The exact text of the United States Patent Act states that an inventor must be an "individual" to be granted a patent. An individual is a term that refers to a natural human being in a common language. None of Thaler's patent applications was approved because he refused to designate anybody other than his DABUS AI computer as the sole inventor on either of his patent applications.

When the patent office denied DABUS' patent, Thaler filed an appeal. It was taken before the Federal District Court in the fall of 2021 and the case was dismissed. That appeal produced the first formal U.S. judgment on AI’s intellectual property rights and patentability. The answer was a solid “no.”

Thaler continued to file patent applications on behalf of DABUS in countries worldwide for the food container and light beacon. So far, he has submitted patent applications in Brazil, Canada, China, India, Israel, Japan, and South Africa, among other countries, in addition to the U.S. DABUS had received patents in South Africa and Australia at the time of publication.

What is the point of giving credit to AI?

Many people have questioned why granting credit for a patent to an AI system is crucial. Someone invented the AI machine; thus, shouldn't the machine's creator be credited for the patents issued in connection with the machine? That's what several courts that have looked into Thaler's case have concluded.

Thaler continues to advocate for DABUS to be acknowledged as the sole inventor because he feels that doing so will maintain the strength of patent law. If humans can claim credit for the innovations of their computers, they may soon discover new ways to claim credit for one another's brilliance as well. He believes that patent law should be applied as strictly as possible. And while the AI machine may be given credit for the invention, Thaler thinks that the AI's owner should also be the patent's owner in terms of responsibility. By differentiating between these two roles (creator and patent owner), the AI machine receives credit for its discovery, but the AI owner retains authority over the invention under the patent.

What does this mean for the future of AI and IP? 

It is expected that Thaler's case will continue to be heard worldwide over the next few years. The judgments made on the topic could have a significant effect on whether patent protection will be internationally available for innovation created by AI.

One possible effect of providing DABUS the authority to produce and protect its own innovations is that such judgments could open the floodgates for AI-driven advancements. In theory, as more and more AI systems enter the patent arena, they may develop thousands of speculative concepts and have the right to sue anybody who accidentally discovers the same idea in the future. In essence, patent law exists to promote and protect an invention rather than patent hundreds of speculative ideas just to develop something new. Those who oppose giving AI the rights of an inventor argue that doing so will only increase the power of the tech elite – people who already have an advantage in inventing and who use that advantage to profit off of smaller inventors who unintentionally infringe on their patents.

Furthermore, if AI is granted the ability to be an inventor, what would happen if an AI system infringed on another inventor's patent?
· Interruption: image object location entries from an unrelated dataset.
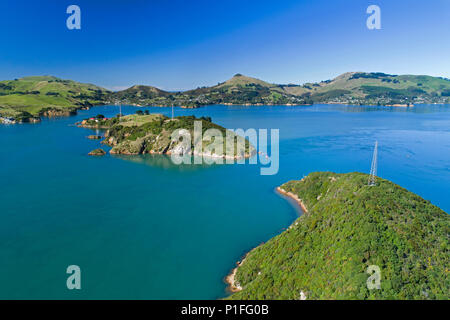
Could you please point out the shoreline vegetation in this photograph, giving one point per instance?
(29, 99)
(230, 279)
(152, 134)
(325, 253)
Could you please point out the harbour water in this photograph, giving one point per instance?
(141, 227)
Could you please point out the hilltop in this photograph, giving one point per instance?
(29, 98)
(357, 88)
(349, 226)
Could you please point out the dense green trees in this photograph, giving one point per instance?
(348, 227)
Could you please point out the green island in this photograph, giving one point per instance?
(349, 226)
(27, 99)
(144, 133)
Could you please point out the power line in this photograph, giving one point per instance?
(374, 167)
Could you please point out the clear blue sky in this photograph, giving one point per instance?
(181, 44)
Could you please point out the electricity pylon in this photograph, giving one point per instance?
(373, 169)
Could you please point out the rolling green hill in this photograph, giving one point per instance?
(28, 98)
(31, 97)
(348, 227)
(358, 88)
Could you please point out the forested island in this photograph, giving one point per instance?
(145, 133)
(347, 227)
(30, 98)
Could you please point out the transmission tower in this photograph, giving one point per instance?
(373, 169)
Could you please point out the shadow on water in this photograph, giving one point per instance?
(165, 162)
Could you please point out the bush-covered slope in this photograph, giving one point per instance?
(152, 133)
(348, 227)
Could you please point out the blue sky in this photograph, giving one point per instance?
(185, 44)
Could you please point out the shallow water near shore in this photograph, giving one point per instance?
(141, 227)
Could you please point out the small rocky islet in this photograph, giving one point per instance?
(152, 134)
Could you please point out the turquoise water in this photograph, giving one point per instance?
(143, 228)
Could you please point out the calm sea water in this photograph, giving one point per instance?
(143, 228)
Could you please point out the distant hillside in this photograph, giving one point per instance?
(237, 90)
(348, 227)
(358, 88)
(31, 97)
(380, 89)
How could creators be safeguarded in a world where AI suffers no repercussions for infringement?

However, in the pharmaceutical sector, AI is already being utilized to innovate. While humans continue to play an essential role in these developments, AI has the potential to become the only creator of the most effective and safe therapeutic alternatives in the future. Patents on existing and future life-saving medications may be put into doubt if inventorship rights are not granted.

AI and intellectual property rights continue to be full of challenges and unanswered problems. During the next several years, we'll be able to observe precisely how much autonomy AI has been allowed and how those rights will impact the future of technological progress.